Eliminating Flaky Tests: A Systematic Approach
A flaky test is a test that sometimes passes and sometimes fails without any code changes. At 10% flaky rate, developers stop trusting the test suite. At 20%, they stop running it.
I've taken suites from 10% flaky to under 1%. Here's the systematic approach.
Step 1: Measure the Flake Rate
You can't fix what you don't measure. Track flakiness over time:
# Simple flake tracker in CI
import json
from datetime import datetime
def record_test_result(test_name, passed, run_id):
with open('test_history.jsonl', 'a') as f:
json.dump({
'test': test_name,
'passed': passed,
'run_id': run_id,
'timestamp': datetime.utcnow().isoformat()
}, f)
f.write('\n')
Run this for 2 weeks. Any test that fails >2 times without code changes is flaky.
Step 2: Categorize the Flakes
In my experience, flaky tests fall into 5 categories:
| Category | % of Flakes | Example |
|---|---|---|
| Timing/async | 40% | Test checks element before it renders |
| Shared state | 25% | Test A writes data that breaks Test B |
| Network | 15% | External API times out |
| Randomness | 10% | Test uses random data that triggers edge cases |
| Environment | 10% | Different behavior on CI vs local |
Step 3: Fix by Category
Timing: Use Explicit Waits, Not Sleep
# Bad: arbitrary sleep
time.sleep(3)
assert element.is_visible()
# Good: explicit wait with condition
from selenium.webdriver.support.ui import WebDriverWait
from selenium.webdriver.support import expected_conditions as EC
element = WebDriverWait(driver, 10).until(
EC.visibility_of_element_located((By.ID, "result"))
)
Shared State: Isolate Every Test
# Each test gets its own database transaction that rolls back
@pytest.fixture(autouse=True)
def db_session(db):
connection = db.engine.connect()
transaction = connection.begin()
session = Session(bind=connection)
yield session
transaction.rollback()
connection.close()
Network: Mock External Services
# Mock external APIs in tests
@pytest.fixture
def mock_market_data(mocker):
return mocker.patch(
'services.alpaca.get_quote',
return_value={'price': 150.00, 'volume': 1000000}
)
Randomness: Use Seeds
# Deterministic "random" data in tests
@pytest.fixture
def fake():
return Faker()
fake.seed_instance(12345) # Same data every run
Step 4: Quarantine, Don't Delete
Don't delete flaky tests — quarantine them. They still catch real bugs sometimes:
@pytest.mark.flaky(reruns=3, reruns_delay=2)

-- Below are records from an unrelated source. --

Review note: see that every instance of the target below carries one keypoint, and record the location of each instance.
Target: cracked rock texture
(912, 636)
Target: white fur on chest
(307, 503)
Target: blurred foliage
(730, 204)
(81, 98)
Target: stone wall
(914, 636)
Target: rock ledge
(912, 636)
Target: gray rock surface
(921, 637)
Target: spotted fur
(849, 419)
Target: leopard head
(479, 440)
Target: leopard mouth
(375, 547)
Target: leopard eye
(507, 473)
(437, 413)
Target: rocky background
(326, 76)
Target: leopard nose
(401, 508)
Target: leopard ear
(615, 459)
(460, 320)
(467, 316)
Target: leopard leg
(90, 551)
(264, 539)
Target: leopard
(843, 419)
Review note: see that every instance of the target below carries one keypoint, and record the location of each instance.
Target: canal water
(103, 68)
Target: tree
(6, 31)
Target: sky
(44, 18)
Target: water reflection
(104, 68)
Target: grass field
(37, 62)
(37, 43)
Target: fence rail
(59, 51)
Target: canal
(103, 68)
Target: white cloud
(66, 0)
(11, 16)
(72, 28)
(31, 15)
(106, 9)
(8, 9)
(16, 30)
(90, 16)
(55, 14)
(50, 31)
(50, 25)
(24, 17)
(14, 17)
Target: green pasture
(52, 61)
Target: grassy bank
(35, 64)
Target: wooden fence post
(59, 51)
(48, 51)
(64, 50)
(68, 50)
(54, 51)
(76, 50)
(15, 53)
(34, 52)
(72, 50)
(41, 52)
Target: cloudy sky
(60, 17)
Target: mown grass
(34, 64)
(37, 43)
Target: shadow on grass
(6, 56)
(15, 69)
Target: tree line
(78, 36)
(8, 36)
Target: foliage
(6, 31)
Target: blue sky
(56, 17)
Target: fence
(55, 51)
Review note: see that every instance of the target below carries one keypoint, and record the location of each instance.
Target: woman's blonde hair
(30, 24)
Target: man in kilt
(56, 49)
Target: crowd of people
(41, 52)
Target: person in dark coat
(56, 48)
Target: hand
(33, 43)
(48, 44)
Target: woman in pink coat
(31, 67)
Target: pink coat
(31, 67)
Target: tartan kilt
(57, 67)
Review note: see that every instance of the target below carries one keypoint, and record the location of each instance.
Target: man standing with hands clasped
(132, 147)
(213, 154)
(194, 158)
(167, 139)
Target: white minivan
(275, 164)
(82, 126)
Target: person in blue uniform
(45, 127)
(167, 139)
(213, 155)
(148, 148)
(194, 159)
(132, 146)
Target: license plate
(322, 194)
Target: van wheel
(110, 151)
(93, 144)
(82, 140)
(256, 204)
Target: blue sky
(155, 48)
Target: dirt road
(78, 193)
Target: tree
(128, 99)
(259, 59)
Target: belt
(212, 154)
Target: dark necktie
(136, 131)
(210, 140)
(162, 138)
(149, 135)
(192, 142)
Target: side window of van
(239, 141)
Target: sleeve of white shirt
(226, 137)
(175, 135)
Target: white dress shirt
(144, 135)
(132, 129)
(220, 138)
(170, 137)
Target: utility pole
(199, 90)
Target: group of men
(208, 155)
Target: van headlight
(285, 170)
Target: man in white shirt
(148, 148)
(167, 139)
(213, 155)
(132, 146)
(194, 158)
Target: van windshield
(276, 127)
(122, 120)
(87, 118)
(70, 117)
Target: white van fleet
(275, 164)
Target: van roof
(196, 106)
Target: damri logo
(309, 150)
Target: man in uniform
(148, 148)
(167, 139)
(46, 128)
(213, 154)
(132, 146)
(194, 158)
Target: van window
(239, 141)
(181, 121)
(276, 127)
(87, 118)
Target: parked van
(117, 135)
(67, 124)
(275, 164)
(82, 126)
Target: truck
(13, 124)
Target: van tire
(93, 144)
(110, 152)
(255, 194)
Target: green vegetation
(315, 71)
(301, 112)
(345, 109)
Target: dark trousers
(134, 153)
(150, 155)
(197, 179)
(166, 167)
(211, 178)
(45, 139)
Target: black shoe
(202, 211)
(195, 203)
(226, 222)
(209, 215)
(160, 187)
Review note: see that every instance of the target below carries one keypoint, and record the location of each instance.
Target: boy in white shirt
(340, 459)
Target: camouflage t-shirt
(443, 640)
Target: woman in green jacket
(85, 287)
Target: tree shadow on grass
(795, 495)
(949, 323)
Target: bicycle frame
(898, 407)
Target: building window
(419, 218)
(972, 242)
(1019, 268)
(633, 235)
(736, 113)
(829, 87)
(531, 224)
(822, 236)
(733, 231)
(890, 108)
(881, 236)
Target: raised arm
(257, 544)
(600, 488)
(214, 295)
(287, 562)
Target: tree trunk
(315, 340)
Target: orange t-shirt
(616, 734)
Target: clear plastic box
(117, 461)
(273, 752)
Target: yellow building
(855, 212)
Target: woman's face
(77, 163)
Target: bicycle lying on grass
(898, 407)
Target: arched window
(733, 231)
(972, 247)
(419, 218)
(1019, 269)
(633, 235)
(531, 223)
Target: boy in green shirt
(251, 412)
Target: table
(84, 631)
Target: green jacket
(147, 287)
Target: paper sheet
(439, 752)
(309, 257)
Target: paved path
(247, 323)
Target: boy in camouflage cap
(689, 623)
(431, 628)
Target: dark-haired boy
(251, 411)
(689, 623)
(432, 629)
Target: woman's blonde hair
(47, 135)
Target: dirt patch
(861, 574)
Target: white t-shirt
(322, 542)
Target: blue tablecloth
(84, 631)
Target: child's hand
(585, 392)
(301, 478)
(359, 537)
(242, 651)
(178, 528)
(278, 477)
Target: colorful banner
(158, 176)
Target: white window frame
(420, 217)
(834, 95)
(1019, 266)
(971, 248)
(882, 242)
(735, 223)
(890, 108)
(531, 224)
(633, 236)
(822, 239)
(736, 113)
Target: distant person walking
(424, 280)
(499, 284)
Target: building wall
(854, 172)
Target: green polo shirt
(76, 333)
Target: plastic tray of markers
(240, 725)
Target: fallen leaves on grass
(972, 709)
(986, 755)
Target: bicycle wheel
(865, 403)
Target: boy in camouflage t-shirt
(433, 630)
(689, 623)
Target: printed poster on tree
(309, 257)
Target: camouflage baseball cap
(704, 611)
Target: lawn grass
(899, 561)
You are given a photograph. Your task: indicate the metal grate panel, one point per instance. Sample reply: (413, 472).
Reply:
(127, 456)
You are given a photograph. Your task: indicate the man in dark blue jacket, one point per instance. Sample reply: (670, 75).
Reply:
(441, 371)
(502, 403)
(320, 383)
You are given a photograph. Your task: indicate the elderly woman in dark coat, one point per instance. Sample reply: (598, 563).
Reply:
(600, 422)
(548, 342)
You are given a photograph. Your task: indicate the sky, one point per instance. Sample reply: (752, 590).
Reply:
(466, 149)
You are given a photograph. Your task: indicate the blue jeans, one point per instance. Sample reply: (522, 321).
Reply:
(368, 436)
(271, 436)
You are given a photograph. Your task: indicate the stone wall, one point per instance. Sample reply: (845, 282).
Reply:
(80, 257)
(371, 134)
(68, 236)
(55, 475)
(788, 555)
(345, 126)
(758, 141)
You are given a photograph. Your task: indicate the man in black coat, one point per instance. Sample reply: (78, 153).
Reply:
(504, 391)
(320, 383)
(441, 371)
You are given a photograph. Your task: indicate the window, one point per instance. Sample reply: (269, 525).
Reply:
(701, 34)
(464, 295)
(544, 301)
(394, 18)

def test_websocket_reconnection():
# This test is flaky due to WebSocket timing
# Reruns 3 times with 2-second delay between attempts
...
Track quarantined tests separately. Fix them when you have time. But don't let them block deployments.
Step 5: Prevent New Flakes
Add a CI check that detects new flaky tests:
- name: Detect flaky tests
run: |
# Run the test suite 3 times
for i in 1 2 3; do
pytest tests/ --tb=line -q > results_$i.txt 2>&1 || true
done
# Compare results - any test that passed in one run
# but failed in another is flaky
python scripts/detect_flakes.py results_*.txt
Results
| Metric | Before | After |
|---|---|---|
| Flaky rate | 10% | 0.8% |
| CI pass rate | 72% | 97% |
| Developer trust | "CI is broken again" | "If CI fails, there's a real bug" |
| Time to fix a flake | 2-4 hours | 15 minutes (categorized approach) |
The biggest win isn't the number — it's developer trust. When engineers trust the test suite, they run it. When they run it, they catch bugs before production.